Menggunakan parameter kueri dan header

Halaman ini menjelaskan cara menggunakan parameter kueri dan header Identity-Aware Proxy (IAP) untuk meningkatkan UI aplikasi atau memberikan opsi pemecahan masalah.

Parameter Kueri

Tindakan yang berbeda dapat dilakukan dengan menetapkan parameter gcp-iap-mode dalam string kueri URL. Parameter kueri ini dapat disertakan dengan jalur apa pun, bukan hanya URL root.

Mengirimkan identitas pengguna

Mengirimkan nilai parameter berikut akan menampilkan kamus JSON dengan identitas pengguna:

YOUR_APP_URL?gcp-iap-mode=IDENTITY

Parameter ini tersedia dari akun Google yang login, meskipun akun tersebut tidak memiliki akses ke aplikasi. Anda dapat membuka URL secara langsung atau mereferensikannya untuk membuat permintaan ke URL. Berikut adalah contoh nilai yang ditampilkan oleh URL:

{"email":"accounts.google.com:USER_EMAIL","sub":"accounts.google.com:118133858486581853996"}

Anda mungkin menemukan nilai ini berguna untuk mempersonalisasi aplikasi, seperti dengan menampilkan nama pengguna, mengirimkan identitas ke halaman lain, atau mengambil data penggunaan dalam log.

Menghapus login pengguna

Nilai parameter berikut menghapus cookie login IAP:

YOUR_APP_URL?gcp-iap-mode=CLEAR_LOGIN_COOKIE

Mengirimkan parameter ini akan menghapus semua cookie yang dikeluarkan IAP untuk aplikasi Anda dan mengarahkan browser ke YOUR_APP_URL. Jika browser Anda memiliki sesi yang valid dengan penyedia identitas (IdP) aplikasi Anda, login senyap mungkin terjadi jika hanya ada satu akun yang digunakan dengan IdP. Jika ada beberapa akun yang digunakan, halaman pemilihan akun akan terbuka untuk memungkinkan pengalihan profil.

Menguji verifikasi JWT

IAP membantu Anda menguji logika verifikasi JWT dengan mengirimkan JWT yang tidak valid ke halaman pengujian.
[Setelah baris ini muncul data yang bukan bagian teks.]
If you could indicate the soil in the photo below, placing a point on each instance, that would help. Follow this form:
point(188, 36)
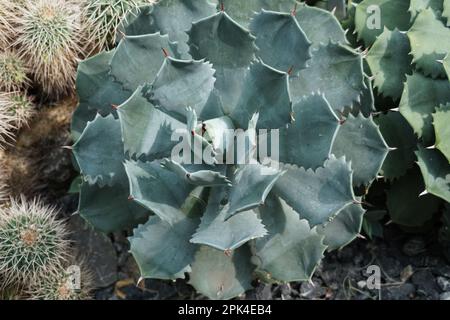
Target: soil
point(412, 266)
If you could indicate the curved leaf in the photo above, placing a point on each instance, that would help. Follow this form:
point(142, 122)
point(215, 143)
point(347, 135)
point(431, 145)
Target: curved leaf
point(171, 17)
point(330, 30)
point(361, 142)
point(181, 84)
point(99, 151)
point(158, 189)
point(108, 208)
point(441, 119)
point(424, 47)
point(389, 61)
point(435, 171)
point(318, 195)
point(243, 11)
point(230, 48)
point(307, 141)
point(446, 11)
point(420, 96)
point(333, 70)
point(96, 88)
point(291, 251)
point(281, 43)
point(399, 135)
point(393, 14)
point(344, 228)
point(405, 205)
point(146, 131)
point(138, 59)
point(220, 276)
point(163, 250)
point(229, 234)
point(420, 5)
point(251, 185)
point(265, 91)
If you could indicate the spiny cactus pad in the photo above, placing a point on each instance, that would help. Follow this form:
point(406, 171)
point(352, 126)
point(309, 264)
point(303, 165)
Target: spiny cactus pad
point(200, 71)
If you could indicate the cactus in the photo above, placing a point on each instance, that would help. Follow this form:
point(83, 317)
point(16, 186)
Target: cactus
point(33, 243)
point(6, 27)
point(101, 19)
point(6, 127)
point(60, 285)
point(408, 62)
point(13, 72)
point(19, 106)
point(221, 222)
point(49, 41)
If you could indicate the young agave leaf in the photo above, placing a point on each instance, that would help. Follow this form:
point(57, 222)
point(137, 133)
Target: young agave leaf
point(399, 135)
point(441, 119)
point(291, 251)
point(435, 172)
point(420, 97)
point(317, 195)
point(101, 161)
point(390, 62)
point(425, 49)
point(360, 141)
point(405, 204)
point(221, 276)
point(392, 14)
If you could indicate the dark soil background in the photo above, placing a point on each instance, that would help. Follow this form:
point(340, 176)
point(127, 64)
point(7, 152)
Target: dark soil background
point(412, 266)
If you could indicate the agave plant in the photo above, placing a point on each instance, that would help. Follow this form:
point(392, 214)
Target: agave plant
point(408, 61)
point(262, 69)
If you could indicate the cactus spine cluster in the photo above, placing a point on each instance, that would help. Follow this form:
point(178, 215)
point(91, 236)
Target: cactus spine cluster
point(33, 243)
point(102, 18)
point(49, 40)
point(204, 69)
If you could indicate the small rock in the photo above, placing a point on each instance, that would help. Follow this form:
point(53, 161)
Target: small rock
point(362, 284)
point(402, 292)
point(426, 283)
point(445, 296)
point(312, 290)
point(414, 246)
point(443, 283)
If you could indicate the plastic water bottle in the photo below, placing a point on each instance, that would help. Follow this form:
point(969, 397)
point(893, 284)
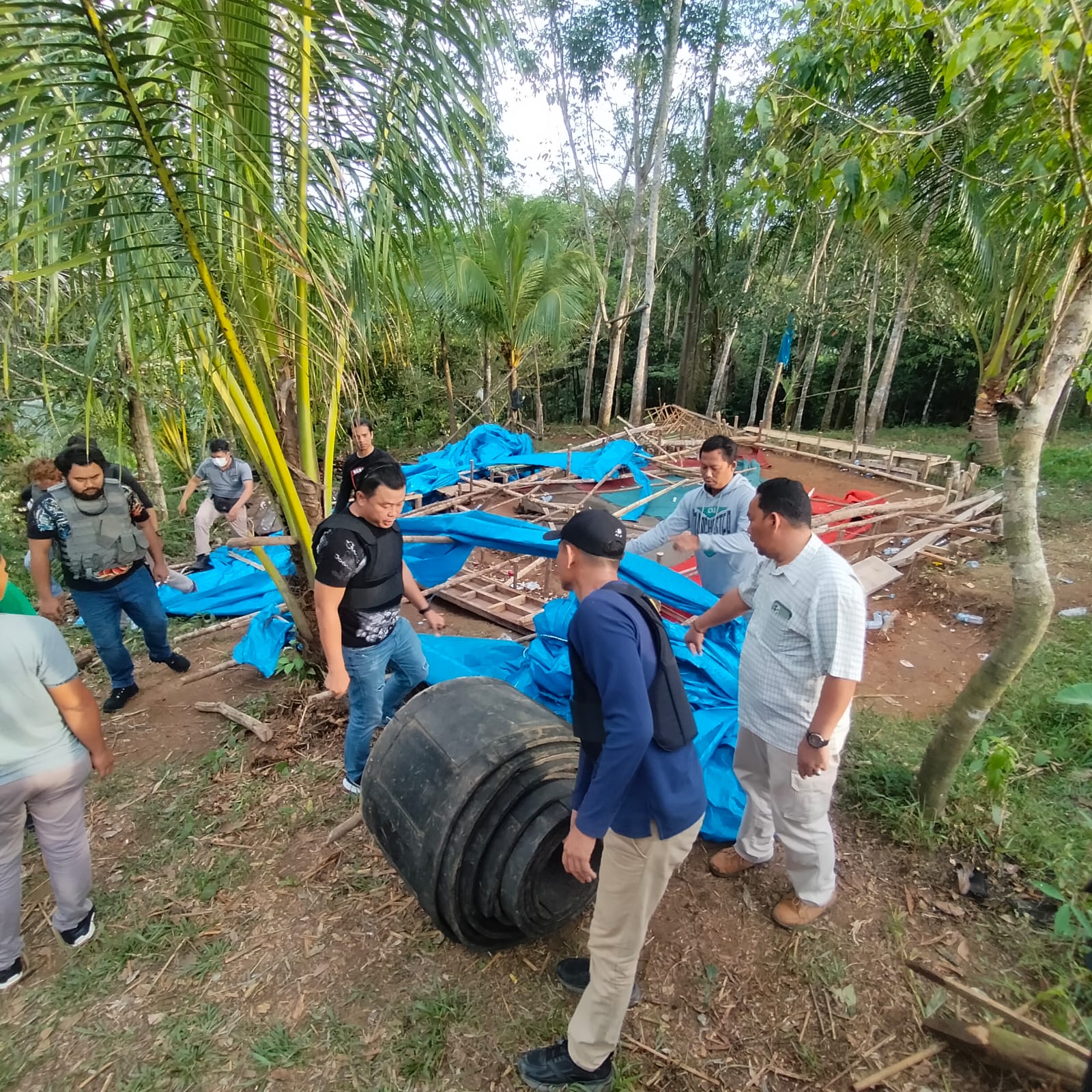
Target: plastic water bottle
point(970, 620)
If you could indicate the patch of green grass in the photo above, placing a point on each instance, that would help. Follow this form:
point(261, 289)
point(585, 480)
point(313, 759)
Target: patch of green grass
point(96, 970)
point(1046, 820)
point(207, 880)
point(278, 1048)
point(423, 1039)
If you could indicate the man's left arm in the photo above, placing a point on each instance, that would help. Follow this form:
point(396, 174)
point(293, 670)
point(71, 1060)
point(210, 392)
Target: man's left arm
point(416, 598)
point(838, 631)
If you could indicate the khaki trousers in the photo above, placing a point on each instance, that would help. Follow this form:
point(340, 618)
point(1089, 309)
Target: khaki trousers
point(205, 518)
point(633, 876)
point(796, 809)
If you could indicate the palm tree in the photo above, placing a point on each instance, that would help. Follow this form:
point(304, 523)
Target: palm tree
point(248, 175)
point(518, 283)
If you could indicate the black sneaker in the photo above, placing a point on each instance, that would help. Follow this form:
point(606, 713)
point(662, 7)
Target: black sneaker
point(80, 934)
point(551, 1068)
point(119, 696)
point(178, 663)
point(11, 975)
point(576, 973)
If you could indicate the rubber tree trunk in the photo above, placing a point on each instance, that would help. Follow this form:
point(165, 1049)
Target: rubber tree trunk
point(809, 369)
point(147, 465)
point(659, 143)
point(685, 391)
point(622, 307)
point(866, 365)
point(753, 414)
point(835, 387)
point(446, 364)
point(984, 429)
point(1032, 595)
point(717, 390)
point(933, 388)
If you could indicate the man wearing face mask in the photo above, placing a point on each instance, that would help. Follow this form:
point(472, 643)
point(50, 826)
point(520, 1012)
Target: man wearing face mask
point(231, 483)
point(96, 523)
point(711, 521)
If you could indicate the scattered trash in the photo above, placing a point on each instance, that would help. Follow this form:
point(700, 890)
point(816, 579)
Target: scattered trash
point(972, 882)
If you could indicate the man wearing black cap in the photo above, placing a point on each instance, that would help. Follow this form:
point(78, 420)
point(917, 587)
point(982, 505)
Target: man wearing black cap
point(639, 788)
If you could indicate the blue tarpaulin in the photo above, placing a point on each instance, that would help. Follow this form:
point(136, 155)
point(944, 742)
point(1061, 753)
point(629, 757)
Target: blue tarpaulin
point(231, 588)
point(491, 446)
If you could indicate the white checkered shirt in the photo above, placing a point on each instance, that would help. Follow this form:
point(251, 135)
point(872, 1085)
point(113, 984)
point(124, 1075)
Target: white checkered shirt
point(808, 622)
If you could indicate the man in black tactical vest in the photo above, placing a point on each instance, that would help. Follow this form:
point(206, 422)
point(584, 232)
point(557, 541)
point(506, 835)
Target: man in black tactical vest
point(96, 523)
point(639, 788)
point(360, 581)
Misalnya, IAP mengirimkan JWT dengan tanda tangan yang tidak valid untuk permintaan apa pun yang berisi parameter kueri gcp-iap-mode=SECURE_TOKEN_TEST dan iap-secure-token-test-type=SIGNATURE. Logika verifikasi Anda harus menangkap tanda tangan yang tidak valid.
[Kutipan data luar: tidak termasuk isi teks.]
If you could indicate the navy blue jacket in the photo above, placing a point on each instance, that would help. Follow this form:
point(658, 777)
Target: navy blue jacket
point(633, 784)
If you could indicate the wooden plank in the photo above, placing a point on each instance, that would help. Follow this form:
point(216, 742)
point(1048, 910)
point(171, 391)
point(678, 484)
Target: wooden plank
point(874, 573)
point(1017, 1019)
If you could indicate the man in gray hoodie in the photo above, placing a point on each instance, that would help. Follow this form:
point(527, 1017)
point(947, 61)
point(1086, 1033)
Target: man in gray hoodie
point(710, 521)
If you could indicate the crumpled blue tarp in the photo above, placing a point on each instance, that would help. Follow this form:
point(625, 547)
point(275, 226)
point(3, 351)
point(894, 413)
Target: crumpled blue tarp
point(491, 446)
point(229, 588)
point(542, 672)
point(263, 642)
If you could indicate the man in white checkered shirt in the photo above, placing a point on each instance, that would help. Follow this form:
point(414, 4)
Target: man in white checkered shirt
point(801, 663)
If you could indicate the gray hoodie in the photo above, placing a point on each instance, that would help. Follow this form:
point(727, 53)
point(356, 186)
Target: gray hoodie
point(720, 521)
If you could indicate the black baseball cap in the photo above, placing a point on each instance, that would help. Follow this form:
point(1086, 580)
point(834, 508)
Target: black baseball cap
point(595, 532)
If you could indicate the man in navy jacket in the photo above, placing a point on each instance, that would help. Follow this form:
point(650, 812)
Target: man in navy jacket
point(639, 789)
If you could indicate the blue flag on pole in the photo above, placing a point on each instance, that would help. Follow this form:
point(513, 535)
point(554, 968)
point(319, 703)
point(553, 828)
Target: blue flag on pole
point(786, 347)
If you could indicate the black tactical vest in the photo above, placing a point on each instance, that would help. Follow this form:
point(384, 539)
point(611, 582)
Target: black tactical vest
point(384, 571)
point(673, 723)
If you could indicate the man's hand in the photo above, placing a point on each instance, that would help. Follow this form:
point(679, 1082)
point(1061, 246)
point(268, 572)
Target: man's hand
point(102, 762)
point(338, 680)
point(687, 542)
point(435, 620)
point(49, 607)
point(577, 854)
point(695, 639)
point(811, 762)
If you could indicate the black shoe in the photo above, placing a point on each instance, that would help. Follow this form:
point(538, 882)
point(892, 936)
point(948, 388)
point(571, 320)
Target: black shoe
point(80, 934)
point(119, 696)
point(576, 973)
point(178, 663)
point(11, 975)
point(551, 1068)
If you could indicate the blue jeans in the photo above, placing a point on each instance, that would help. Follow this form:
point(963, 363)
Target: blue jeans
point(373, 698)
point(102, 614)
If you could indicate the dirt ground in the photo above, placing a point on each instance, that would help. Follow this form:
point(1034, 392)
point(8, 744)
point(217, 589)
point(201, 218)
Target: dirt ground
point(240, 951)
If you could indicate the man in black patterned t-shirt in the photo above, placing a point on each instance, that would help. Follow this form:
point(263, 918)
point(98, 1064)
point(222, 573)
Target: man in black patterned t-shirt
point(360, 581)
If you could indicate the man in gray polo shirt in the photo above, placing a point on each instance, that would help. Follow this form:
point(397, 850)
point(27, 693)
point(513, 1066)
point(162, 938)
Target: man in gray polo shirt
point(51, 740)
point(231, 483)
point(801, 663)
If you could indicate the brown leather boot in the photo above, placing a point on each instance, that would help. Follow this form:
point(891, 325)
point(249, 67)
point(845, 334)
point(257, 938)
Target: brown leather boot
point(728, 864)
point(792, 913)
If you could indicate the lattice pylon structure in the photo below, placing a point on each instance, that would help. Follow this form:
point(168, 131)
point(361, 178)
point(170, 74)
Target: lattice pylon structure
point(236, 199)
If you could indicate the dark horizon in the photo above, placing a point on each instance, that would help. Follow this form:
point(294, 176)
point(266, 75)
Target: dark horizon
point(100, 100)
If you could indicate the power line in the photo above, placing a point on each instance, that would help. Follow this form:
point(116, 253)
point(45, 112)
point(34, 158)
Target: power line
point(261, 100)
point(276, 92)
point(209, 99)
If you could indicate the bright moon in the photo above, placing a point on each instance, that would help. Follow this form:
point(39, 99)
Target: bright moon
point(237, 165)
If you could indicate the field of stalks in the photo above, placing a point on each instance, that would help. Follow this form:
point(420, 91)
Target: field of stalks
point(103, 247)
Anda dapat menguji logika verifikasi terhadap salah satu skenario berikut dengan menambahkan parameter yang sesuai ke permintaan.

Parameter Kasus pengujian
?gcp-iap-mode=SECURE_TOKEN_TEST&iap-secure-token-test-type=NOT_SET JWT yang valid.
?gcp-iap-mode=SECURE_TOKEN_TEST&iap-secure-token-test-type=FUTURE_ISSUE Tanggal penerbitan ditetapkan di masa mendatang.
?gcp-iap-mode=SECURE_TOKEN_TEST&iap-secure-token-test-type=PAST_EXPIRATION Tanggal habis masa berlaku ditetapkan di masa lalu.
?gcp-iap-mode=SECURE_TOKEN_TEST&iap-secure-token-test-type=ISSUER Penerbit salah.
?gcp-iap-mode=SECURE_TOKEN_TEST&iap-secure-token-test-type=AUDIENCE Audiens salah.
?gcp-iap-mode=SECURE_TOKEN_TEST&iap-secure-token-test-type=SIGNATURE Ditandatangani menggunakan penandatangan yang salah.

Header khusus

Mendeteksi respons dari IAP

Saat IAP membuat respons HTTP, seperti saat menolak akses (403) atau meminta autentikasi (302 atau 401), IAP akan menambahkan header respons HTTP X-Goog-IAP-Generated-Response. Dengan mendeteksi keberadaan header ini, Anda dapat melakukan tindakan seperti:

  • Membedakan antara pesan error yang dibuat oleh IAP dan pesan error yang dibuat oleh aplikasi Anda.

  • Mendeteksi kapan kredensial IAP perlu ditambahkan ke permintaan.